An efficient computational framework for naval shape design and optimization problems by means of data-driven reduced order modeling techniques
Nicola Demo, Giulio Ortali, Gianluca Gustin, Gianluigi Rozza, Gianpiero Lavini
TL;DR
The paper tackles naval hull shape optimization under computationally expensive PDEs by introducing a modular, data-driven ROM framework that couples FFD-based geometry parametrization with ROM surrogates. It leverages DMD for regime prediction and POD-GPR for fast, probabilistic mapping from design parameters to reduced outputs, enabling rapid GA-driven optimization while validating promising designs with high-fidelity FV-RANS-VOF simulations. Applied to a cruise-ship hull, the approach yields substantial speedups (offline/online split) and delivers a meaningful resistance reduction (approximately $3.3\%$ after validation), demonstrating practical industrial impact. The work emphasizes modularity, data-driven interfaces, and the potential for extension to constrained problems and iterative ROM enhancement, making it attractive for fast design cycles in naval engineering.
Abstract
This contribution describes the implementation of a data--driven shape optimization pipeline in a naval architecture application.
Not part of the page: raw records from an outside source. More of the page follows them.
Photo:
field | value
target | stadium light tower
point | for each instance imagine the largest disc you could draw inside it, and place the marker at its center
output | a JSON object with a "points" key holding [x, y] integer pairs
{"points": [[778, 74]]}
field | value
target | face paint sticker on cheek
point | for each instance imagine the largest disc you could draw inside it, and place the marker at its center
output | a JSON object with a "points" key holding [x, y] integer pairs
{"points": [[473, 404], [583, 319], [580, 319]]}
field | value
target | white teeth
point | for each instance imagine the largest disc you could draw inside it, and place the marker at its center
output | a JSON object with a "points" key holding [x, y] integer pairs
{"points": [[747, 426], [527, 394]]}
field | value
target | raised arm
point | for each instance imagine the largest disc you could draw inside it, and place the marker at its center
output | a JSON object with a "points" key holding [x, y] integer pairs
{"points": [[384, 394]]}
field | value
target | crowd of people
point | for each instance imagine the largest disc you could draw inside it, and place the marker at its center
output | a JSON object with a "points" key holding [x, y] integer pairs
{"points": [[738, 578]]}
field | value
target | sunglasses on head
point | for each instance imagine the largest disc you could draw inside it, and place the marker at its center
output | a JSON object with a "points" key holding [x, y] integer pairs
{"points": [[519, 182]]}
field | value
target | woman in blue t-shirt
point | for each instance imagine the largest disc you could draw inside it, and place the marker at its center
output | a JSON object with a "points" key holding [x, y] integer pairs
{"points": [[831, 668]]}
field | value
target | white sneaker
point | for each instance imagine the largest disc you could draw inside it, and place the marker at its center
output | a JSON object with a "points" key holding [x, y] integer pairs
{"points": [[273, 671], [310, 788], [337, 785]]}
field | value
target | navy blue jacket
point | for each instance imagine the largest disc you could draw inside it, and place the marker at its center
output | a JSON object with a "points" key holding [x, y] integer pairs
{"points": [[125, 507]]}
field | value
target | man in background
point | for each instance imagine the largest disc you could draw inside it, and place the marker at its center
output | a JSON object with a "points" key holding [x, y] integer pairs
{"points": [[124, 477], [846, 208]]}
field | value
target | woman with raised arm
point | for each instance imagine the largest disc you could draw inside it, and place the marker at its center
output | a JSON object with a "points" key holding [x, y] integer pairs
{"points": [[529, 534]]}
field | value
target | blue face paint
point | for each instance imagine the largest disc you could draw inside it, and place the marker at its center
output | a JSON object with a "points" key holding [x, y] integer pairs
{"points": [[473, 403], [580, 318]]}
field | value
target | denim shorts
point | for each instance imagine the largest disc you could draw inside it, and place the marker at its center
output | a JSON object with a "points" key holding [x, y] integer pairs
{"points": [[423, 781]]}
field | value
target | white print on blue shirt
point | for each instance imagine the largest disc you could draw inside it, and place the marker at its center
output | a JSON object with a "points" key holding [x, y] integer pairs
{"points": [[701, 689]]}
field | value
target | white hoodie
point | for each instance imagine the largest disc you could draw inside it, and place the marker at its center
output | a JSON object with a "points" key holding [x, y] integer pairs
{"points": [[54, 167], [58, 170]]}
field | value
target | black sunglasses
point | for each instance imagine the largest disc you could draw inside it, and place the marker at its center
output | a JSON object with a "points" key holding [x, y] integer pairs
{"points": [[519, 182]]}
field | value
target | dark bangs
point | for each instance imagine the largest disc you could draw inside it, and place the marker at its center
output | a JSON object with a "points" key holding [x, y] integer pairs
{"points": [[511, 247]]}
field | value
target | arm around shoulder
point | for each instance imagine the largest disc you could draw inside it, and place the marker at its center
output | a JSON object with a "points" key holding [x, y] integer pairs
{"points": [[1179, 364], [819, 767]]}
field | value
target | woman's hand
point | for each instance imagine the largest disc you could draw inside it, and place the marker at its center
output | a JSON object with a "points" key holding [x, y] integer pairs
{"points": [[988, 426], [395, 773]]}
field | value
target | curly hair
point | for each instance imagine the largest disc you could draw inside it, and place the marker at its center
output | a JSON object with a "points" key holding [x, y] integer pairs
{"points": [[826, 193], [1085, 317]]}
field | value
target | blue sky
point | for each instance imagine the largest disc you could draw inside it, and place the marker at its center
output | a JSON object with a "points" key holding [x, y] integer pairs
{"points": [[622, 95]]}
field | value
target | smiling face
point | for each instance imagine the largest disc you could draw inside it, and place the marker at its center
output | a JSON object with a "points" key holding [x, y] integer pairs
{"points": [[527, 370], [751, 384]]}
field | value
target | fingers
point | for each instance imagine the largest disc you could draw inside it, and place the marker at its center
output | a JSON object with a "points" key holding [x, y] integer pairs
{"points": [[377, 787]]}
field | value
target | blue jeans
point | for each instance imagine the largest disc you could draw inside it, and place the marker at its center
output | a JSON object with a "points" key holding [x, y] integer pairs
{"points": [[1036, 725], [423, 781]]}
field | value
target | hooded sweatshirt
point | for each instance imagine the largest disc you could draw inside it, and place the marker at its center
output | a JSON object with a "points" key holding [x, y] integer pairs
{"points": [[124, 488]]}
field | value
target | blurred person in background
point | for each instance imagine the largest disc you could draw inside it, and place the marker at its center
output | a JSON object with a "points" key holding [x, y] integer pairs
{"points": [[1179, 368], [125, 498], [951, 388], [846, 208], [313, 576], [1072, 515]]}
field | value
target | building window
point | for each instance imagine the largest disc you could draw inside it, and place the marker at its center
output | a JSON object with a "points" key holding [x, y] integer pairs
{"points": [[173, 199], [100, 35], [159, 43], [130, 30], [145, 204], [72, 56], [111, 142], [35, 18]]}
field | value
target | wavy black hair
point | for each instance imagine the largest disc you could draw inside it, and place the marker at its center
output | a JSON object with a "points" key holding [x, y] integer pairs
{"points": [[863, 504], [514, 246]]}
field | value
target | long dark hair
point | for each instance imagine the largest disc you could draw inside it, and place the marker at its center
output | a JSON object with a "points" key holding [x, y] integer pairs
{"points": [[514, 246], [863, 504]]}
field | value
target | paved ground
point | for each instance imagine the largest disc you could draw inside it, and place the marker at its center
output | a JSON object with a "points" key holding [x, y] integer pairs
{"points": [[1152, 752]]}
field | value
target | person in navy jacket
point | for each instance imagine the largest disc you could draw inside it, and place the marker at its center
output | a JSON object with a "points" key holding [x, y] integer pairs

We adopt reduced order models (ROMs) in order to improve the efficiency of the overall optimization, keeping a modular and equation-free nature to target the industrial demand. We applied the above mentioned pipeline to a realistic cruise ship in order to reduce the total drag. We begin by defining the design space, generated by deforming an initial shape in a parametric way using free form deformation (FFD). The evaluation of the performance of each new hull is determined by simulating the flux via finite volume discretization of a two-phase (water and air) fluid. Since the fluid dynamics model can result very expensive -- especially dealing with complex industrial geometries -- we propose also a dynamic mode decomposition (DMD) enhancement to reduce the computational cost of a single numerical simulation. The real--time computation is finally achieved by means of proper orthogonal decomposition with Gaussian process regression (POD-GPR) technique. Thanks to the quick approximation, a genetic optimization algorithm becomes feasible to converge towards the optimal shape.